In recent research looking at the longer term outlook for real estate compared with other asset classes, the company argues for greater allocations to the asset class to meet the needs of income conscious investors, as Europe’s pension funds will become as they mature.

“Property investment should increasingly become a vital component of the reformed retirement savings schemes in Europe,” says Prudential. It presents pension schemes, whether new or expanded, with a unique asset class, with attractive income, total return and return to risk ratio basis.

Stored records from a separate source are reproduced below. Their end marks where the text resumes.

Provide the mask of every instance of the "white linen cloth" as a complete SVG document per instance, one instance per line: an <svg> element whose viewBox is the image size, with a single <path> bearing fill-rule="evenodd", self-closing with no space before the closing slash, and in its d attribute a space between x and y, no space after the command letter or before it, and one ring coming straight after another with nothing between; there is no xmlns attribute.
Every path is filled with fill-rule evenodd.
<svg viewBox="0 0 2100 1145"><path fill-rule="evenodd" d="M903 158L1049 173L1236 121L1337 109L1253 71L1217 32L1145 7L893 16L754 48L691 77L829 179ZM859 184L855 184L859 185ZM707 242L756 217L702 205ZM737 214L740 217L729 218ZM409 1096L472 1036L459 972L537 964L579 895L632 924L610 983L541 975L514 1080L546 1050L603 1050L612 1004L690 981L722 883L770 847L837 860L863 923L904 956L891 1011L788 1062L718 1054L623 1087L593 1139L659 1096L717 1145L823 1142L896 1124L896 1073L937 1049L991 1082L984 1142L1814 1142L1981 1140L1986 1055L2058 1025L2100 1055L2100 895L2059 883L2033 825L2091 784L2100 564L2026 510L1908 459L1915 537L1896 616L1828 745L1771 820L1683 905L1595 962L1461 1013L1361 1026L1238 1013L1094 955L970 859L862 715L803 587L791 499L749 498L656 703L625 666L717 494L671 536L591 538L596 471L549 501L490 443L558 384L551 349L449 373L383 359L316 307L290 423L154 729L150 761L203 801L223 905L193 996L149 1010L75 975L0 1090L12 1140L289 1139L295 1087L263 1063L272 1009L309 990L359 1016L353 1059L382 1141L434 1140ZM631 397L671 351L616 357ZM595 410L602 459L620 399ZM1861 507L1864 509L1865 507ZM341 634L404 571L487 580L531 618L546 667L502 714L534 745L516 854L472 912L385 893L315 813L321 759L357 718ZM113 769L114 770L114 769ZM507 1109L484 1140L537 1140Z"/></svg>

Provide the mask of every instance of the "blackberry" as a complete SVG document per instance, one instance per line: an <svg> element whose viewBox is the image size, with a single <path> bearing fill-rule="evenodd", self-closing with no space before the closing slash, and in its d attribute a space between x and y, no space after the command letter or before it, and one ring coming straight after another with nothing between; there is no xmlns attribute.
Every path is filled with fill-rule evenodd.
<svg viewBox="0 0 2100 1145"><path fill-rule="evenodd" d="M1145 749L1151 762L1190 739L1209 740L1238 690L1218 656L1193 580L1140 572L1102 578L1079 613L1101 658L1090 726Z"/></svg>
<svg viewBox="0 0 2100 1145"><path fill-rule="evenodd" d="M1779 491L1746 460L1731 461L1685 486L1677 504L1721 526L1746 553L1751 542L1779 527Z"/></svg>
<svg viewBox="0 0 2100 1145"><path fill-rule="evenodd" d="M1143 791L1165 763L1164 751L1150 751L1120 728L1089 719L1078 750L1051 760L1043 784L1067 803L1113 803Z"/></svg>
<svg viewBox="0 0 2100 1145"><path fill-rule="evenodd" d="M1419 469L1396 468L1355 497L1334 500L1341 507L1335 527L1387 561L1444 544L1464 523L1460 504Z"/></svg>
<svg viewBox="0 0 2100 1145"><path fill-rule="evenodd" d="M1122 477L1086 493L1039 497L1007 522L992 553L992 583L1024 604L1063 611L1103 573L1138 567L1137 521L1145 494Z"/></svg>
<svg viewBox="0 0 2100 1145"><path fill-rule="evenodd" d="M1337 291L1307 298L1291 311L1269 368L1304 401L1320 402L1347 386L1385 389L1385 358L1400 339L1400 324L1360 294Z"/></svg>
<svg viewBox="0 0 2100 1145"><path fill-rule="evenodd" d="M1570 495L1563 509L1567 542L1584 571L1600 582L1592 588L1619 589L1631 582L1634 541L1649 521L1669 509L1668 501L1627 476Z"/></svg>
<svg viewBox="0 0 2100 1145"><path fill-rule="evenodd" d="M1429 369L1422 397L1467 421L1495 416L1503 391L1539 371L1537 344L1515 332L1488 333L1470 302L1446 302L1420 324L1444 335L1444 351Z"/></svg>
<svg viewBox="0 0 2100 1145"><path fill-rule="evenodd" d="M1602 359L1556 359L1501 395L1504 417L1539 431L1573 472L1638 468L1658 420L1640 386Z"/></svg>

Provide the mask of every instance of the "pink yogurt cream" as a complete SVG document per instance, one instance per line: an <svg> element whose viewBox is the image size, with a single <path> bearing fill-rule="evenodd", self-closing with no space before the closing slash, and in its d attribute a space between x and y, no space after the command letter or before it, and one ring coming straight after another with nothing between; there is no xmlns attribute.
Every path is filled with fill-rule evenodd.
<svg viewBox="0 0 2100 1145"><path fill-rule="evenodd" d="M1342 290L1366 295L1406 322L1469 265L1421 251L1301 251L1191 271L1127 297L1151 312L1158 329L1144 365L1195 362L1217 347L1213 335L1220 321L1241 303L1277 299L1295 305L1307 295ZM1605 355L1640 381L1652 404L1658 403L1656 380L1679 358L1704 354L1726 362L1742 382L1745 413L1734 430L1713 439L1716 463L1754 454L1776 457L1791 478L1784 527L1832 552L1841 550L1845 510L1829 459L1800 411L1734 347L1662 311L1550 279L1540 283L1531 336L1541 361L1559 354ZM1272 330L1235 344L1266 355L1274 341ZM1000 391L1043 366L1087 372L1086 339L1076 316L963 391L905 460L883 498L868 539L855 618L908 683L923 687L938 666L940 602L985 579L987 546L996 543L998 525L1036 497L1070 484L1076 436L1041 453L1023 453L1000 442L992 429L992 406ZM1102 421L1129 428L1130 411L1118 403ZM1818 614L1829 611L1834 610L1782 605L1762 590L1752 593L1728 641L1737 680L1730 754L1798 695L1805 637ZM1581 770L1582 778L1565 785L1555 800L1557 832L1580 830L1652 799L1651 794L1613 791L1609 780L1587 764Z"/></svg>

Looking at the situation in a number of key pensions markets, it points to different scenarios for equities, bonds and real estate. In the UK for example, the expected return for real estate based on historical parameters, could be between 4.1 and 14.6% annually over the next 10 years. The same assumptions show equities’ equivalent range as 1.6% to 13.5% at the most optimistic, while the bonds the projections are from –3.8% to 4.8%.

For the Netherlands, the equivalent expected annual return range would be 4.0 to 11.5% for real estate, with 1.6 to 17.5% for equities, and -0.1% to 3.6% for bonds. In Germany, the real estate expected return range over the 10 years, 3.4 to 10.4% in the case of real estate, 0.6% to to14.6% for equities and –0.3 to 3.6% for bonds.

In Switzerland, real estate return range over the 10 years, is 2.9% to 9.0%; 0.1% to 13.2% for equities and –2.0% to 2.8% for bonds.

In the past, Europe’s pension funds have maintained “ a relatively small allocation to property,” says Prudential. “With few exceptions, most countries funds hold 10% or less. The group see funds increasingly broadening their exposure to alternatives, particularly real estate.